I skipped to one side and lined up for a flashy finale — a big side-kick at full extension. Even though I telegraphed it terribly and pulled it to the point of it being done in slow-motion, Cohen still couldn't stop it. I caught him with the flat of my foot right in his center of mass and I shoved rather than kicked because a kick with the force I intended to use would have caved in his sternum. As it was, the kick lifted him into the air and flung him up against the wall with a satisfying WHOOM. The sheetrock gave way and he stuck there, embedded in the wall.

I turned to face the crowd.

"And that," I announced with finality, "concludes the section on unarmed combat. I hope you were all taking notes. There will be a test later."

I will not bother to describe the cheering and applause. I didn't deserve it, but it sure felt good. When I looked for Brock, to see what he'd thought of my little exhibition, he actually almost cracked a smile. I mean, I saw his lip twitch. It was quick, but it was there.

A couple of the locals peeled Mr. Cohen off the wall and a suspiciously-convenient medic checked him over. I doubted I'd broken or ruptured anything, but he was going to have one huge collection of bruises the next day. A few whiffs of smelling salts brought him around, but he still had to be almost carried out of the room.

While this was going on, the crowd fell into shop-talk mode. Groups developed as guys began to network. It was inevitable that some would want to talk to me. I was watching Cohen limp away when the guy I had earlier assumed to be FBI came over.

"Your Kung Fu is strong," he said, smiling.

It's an old joke and anyone who is into martial arts has heard it. It's one of the funnier translated lines of dialog in a lot of the low-budget Kung Fu films made in Hong Kong.

"Thank you," I said, with more lip-movement than was necessary. I tried to simulate a poorly-dubbed translation to show I'd got the joke.

"Hank McGuffin," he said, holding out his hand.

"FBI?" I speculated, shaking with him.

"How'd you know?"

"You guys must all go to the same barber. You've got that 'clean cut' look perfected."

"Part of the image," he said.

Evan joined us, along with several other guys, but not Brock. The Colonel had been recognized by some of the military types and was being introduced around. As one of the few living and still active Medal of Honor winners, he was perfectly entitled to the celebrity.

"You OK?" I asked Evan.

"Gonna be walking like John Wayne the rest of the day, but otherwise I'll be fine," he said, then added, "You didn't have to do that."
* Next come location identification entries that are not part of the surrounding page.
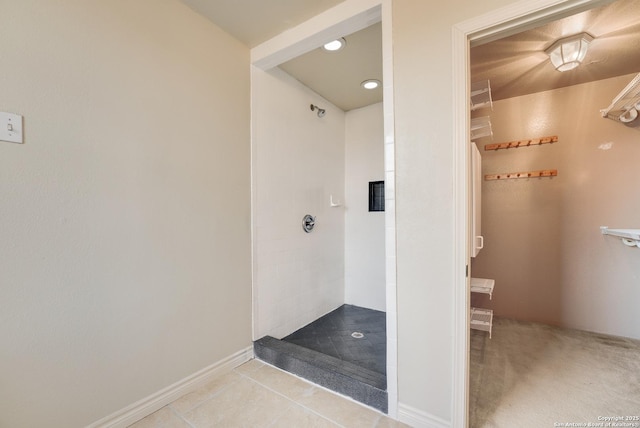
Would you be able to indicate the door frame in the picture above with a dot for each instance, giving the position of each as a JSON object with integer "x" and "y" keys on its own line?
{"x": 494, "y": 25}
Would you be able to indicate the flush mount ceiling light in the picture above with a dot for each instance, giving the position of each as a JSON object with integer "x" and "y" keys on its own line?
{"x": 370, "y": 84}
{"x": 335, "y": 45}
{"x": 567, "y": 53}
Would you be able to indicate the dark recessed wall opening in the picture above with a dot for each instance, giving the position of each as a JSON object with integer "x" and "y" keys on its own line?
{"x": 376, "y": 196}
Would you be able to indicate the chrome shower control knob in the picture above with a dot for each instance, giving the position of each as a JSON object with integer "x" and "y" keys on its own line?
{"x": 308, "y": 222}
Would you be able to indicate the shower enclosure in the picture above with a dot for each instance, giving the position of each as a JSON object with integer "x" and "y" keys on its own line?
{"x": 332, "y": 277}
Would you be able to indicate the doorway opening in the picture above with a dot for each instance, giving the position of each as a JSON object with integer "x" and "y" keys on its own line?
{"x": 299, "y": 277}
{"x": 557, "y": 227}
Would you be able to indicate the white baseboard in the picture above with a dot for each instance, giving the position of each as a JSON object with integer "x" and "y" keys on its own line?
{"x": 138, "y": 410}
{"x": 419, "y": 419}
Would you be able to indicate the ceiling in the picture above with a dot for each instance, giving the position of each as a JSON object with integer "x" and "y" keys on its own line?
{"x": 337, "y": 75}
{"x": 516, "y": 65}
{"x": 256, "y": 21}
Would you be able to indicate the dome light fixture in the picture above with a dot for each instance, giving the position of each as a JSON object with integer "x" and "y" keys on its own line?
{"x": 335, "y": 45}
{"x": 370, "y": 84}
{"x": 567, "y": 53}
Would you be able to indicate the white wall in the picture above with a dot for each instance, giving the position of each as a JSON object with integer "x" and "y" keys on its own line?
{"x": 125, "y": 238}
{"x": 298, "y": 162}
{"x": 424, "y": 124}
{"x": 364, "y": 231}
{"x": 542, "y": 236}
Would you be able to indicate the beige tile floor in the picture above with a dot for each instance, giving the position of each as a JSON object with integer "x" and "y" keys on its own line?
{"x": 259, "y": 395}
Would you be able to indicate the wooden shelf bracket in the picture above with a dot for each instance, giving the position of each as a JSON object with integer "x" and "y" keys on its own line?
{"x": 528, "y": 174}
{"x": 522, "y": 143}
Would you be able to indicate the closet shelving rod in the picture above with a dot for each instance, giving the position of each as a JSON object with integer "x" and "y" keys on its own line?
{"x": 528, "y": 174}
{"x": 624, "y": 107}
{"x": 630, "y": 237}
{"x": 522, "y": 143}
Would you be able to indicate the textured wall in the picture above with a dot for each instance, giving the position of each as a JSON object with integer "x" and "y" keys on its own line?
{"x": 298, "y": 162}
{"x": 423, "y": 86}
{"x": 364, "y": 230}
{"x": 125, "y": 238}
{"x": 543, "y": 243}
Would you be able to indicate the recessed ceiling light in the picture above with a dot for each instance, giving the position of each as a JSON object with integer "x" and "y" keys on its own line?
{"x": 335, "y": 45}
{"x": 370, "y": 84}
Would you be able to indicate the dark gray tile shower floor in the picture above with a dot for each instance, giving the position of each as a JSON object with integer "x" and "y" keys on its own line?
{"x": 332, "y": 335}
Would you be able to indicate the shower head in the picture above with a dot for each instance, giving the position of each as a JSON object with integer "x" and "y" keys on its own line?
{"x": 321, "y": 111}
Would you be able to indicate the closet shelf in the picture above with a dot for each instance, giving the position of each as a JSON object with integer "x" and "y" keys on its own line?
{"x": 483, "y": 285}
{"x": 482, "y": 319}
{"x": 522, "y": 143}
{"x": 624, "y": 107}
{"x": 480, "y": 127}
{"x": 630, "y": 237}
{"x": 526, "y": 174}
{"x": 481, "y": 95}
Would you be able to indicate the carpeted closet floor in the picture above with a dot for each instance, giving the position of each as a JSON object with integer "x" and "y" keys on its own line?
{"x": 535, "y": 375}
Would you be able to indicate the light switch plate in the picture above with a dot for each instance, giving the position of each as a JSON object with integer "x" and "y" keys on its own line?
{"x": 11, "y": 127}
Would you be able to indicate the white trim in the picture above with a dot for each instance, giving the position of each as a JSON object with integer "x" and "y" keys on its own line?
{"x": 461, "y": 216}
{"x": 490, "y": 26}
{"x": 419, "y": 419}
{"x": 345, "y": 18}
{"x": 138, "y": 410}
{"x": 391, "y": 300}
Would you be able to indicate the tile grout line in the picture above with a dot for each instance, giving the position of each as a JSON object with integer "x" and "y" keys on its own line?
{"x": 290, "y": 399}
{"x": 179, "y": 416}
{"x": 379, "y": 414}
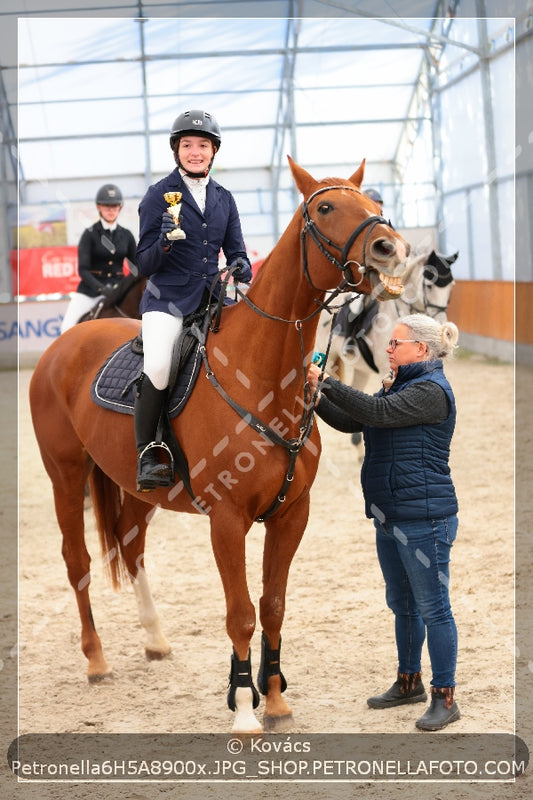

"Yes I did," I said sharply. "I get cranky if I don't beat the crap out of someone every few hours."

That got a laugh, for which I was grateful. Now that I was over being mad, I wanted to downplay the whole thing.

"So who do you work for?" Hank asked, innocently helping me change the subject.

As innocent as it was, it was one of those questions I couldn't answer. Sigma Seven was one of those groups that seriously didn't exist. 'Black' wasn't a dark enough color for them. The members of it who were here, weren't "here", if you get my meaning.

Evan watched me closely, no doubt ready to slap a chloroform-soaked rag over my mouth if my tongue got too loose.

"I free-lance," I said.

McGuffin looked at me like I'd just admitted to being a ring-tailed lemur from the jungles of Madagascar. "You what?" he asked.

"I go where I'm needed," I said, and then realizing that I'd dropped my end on the introductions, I said, "I'm Samantha Draco. Call me Sam."

"Well, Sam," Hank ventured, "I hope you can come work with us at the Bureau sometime."

"Be happy to, Hank. I'll give you my phone number before this is over. Oh, wait..."

I pulled my fanny-pack around and dug into the small outside pocket for my stack of business cards. Solomon and other past business contacts had kept me well-supplied with identities and covers and I had something of a collection going of pasteboard with my name and number on them. I'd flipped through FEMA and a couple of others that, due to the explicit company logos, wouldn't be appropriate in this or many other settings when I realized, judging by the level of eagerness that began to appear, I was going to need more cards than I had on me.

"I'll get back to you on that," I said.